Feel the heat. Brian Jagde as the Prince and Ana María Martínez as Rusalka
Photo by Lynn Lane
Martinez is as hauntingly radiant as is Dvorák's music for her. A consummate actor, she beguiles in her mute second act scenes, trembling with fright and anticipation, slowly gaining her balance on shaky new legs. Ah, but she has a voice — what a voice! — and it caresses these Slavic melodies that can break one's heart. Martinez is at the top of her game, and that's the best in the world anywhere. But we know how good she can be; it's young Jagde, as the Prince, who's the revelation. Broad of shoulder and oozing stage presence, he's a graduate of San Francisco Opera's acclaimed Merola program and is making a solid run through the international opera world in leading tenor roles in Butterfly, Carmen, Tosca, Ariadne and Bohème. His ringing tenor fills the enormous Brown Theater with effortless rich, full, masculine tone. He has something of the legendary Canadian heldentenor Jon Vickers about him, and we hope he's been signed up for future appearances at HGO. He is one to watch.
Returning to the role of Rusalka's father that he sang in HGO's previous production that starred Renée Fleming (1991), Fink has a ball as the near naked water sprite. With deep-dish baritone, he wallows in Dvorák's randy old gnome. At one point, the dancers form themselves into river boulders, upon which Vodnik lounges like an overripe fountain statue by Bernini. Grove can do no wrong, always conveying Jezibaba's intentions in her plummy mezzo and full-out acting.
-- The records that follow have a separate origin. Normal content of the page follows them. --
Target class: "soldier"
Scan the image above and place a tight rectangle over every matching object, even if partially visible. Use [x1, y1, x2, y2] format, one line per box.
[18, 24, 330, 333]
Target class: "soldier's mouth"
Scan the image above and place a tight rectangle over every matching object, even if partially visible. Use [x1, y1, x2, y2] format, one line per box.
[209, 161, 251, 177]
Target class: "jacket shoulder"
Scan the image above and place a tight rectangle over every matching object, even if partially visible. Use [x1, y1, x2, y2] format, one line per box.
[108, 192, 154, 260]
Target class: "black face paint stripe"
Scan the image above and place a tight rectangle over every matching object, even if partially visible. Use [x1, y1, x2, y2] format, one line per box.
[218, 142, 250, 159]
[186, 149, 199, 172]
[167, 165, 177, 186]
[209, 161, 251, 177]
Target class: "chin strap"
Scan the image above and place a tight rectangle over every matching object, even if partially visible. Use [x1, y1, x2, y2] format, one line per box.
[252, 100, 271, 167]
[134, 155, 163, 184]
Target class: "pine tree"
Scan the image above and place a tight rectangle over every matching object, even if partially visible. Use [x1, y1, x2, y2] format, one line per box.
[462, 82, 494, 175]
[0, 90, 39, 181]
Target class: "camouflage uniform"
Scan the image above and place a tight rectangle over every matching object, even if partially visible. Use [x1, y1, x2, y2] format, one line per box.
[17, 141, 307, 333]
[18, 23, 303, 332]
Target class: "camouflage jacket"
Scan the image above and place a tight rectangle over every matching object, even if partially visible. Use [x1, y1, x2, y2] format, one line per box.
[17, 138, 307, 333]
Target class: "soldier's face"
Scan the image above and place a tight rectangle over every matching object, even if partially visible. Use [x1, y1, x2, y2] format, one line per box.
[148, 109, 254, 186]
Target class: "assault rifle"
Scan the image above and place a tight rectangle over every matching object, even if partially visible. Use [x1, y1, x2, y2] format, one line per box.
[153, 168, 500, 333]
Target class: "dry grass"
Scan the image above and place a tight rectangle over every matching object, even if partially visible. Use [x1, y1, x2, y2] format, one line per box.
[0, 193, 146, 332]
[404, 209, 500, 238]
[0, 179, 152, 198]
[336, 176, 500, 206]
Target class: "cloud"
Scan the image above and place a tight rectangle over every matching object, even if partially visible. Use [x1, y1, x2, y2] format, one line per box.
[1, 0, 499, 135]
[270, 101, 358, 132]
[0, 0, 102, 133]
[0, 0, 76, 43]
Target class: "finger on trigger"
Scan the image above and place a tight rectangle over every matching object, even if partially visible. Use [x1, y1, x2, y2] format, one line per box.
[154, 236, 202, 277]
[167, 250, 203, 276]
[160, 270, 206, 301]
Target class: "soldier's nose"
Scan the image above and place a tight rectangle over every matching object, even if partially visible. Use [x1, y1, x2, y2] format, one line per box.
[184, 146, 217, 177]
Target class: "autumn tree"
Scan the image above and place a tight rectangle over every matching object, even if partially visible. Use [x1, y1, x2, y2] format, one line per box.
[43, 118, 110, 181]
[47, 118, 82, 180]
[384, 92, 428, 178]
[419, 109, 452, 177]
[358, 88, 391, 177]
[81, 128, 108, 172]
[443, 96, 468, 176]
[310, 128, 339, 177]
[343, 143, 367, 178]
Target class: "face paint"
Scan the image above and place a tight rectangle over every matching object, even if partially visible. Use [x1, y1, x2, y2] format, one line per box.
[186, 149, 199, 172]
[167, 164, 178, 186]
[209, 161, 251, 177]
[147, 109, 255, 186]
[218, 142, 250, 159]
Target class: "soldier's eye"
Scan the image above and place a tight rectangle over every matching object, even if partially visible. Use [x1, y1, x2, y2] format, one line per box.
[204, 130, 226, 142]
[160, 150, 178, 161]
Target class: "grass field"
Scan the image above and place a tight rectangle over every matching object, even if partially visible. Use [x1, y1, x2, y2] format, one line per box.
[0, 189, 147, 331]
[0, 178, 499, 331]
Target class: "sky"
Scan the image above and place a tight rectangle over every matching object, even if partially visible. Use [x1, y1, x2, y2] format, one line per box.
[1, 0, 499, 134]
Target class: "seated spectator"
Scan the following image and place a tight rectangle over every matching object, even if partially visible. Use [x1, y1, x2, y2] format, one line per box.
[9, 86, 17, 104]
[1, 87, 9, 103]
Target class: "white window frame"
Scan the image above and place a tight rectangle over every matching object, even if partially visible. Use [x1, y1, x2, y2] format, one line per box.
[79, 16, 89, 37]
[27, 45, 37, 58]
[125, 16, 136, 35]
In the supporting roles of Gamekeeper and Kitchen Girl, tenor Keith Jameson (pulling double duty this month at HGO as Dr. Bartolo in Marriage of Figaro) and soprano Mane Galoyan bring lively characterization to their meddling peasants. The trio of wood nymphs, all current HGO Studio artists, are crisply sung by soprano D'Ana Lombard and mezzos Sofia Selowsky and Megan Samarin. The future of opera always looks brightest when young singers are so mature and competent, on the cusp of greatness.
It's the artistic team we want to see again at HGO. What imagination and taste. In a combo of contemporary stagecraft and old-fashioned showbiz pow, these fine artists breathe penetrating new life into Dvorák's timeless tale. Everything is simple, elemental, elegant in execution, and beautifully thought out. (There are those superlatives again!) Production designed by English phenom Melly Still; sets and costumes by Rae Smith (Tony winner for War Horse); atmospheric lighting by Paule Constable and Jeremy Turnbull; movement by Rick Nodine and Christian From; and conducted with warmth and passion by Harry Bicket (who has more personal involvement with the Czech master than he has with Viennese Mozart in Figaro); Dvorák's sublime Rusalka is opera at its most grand, intimate and ultimately shattering. A standing ovation without parallel.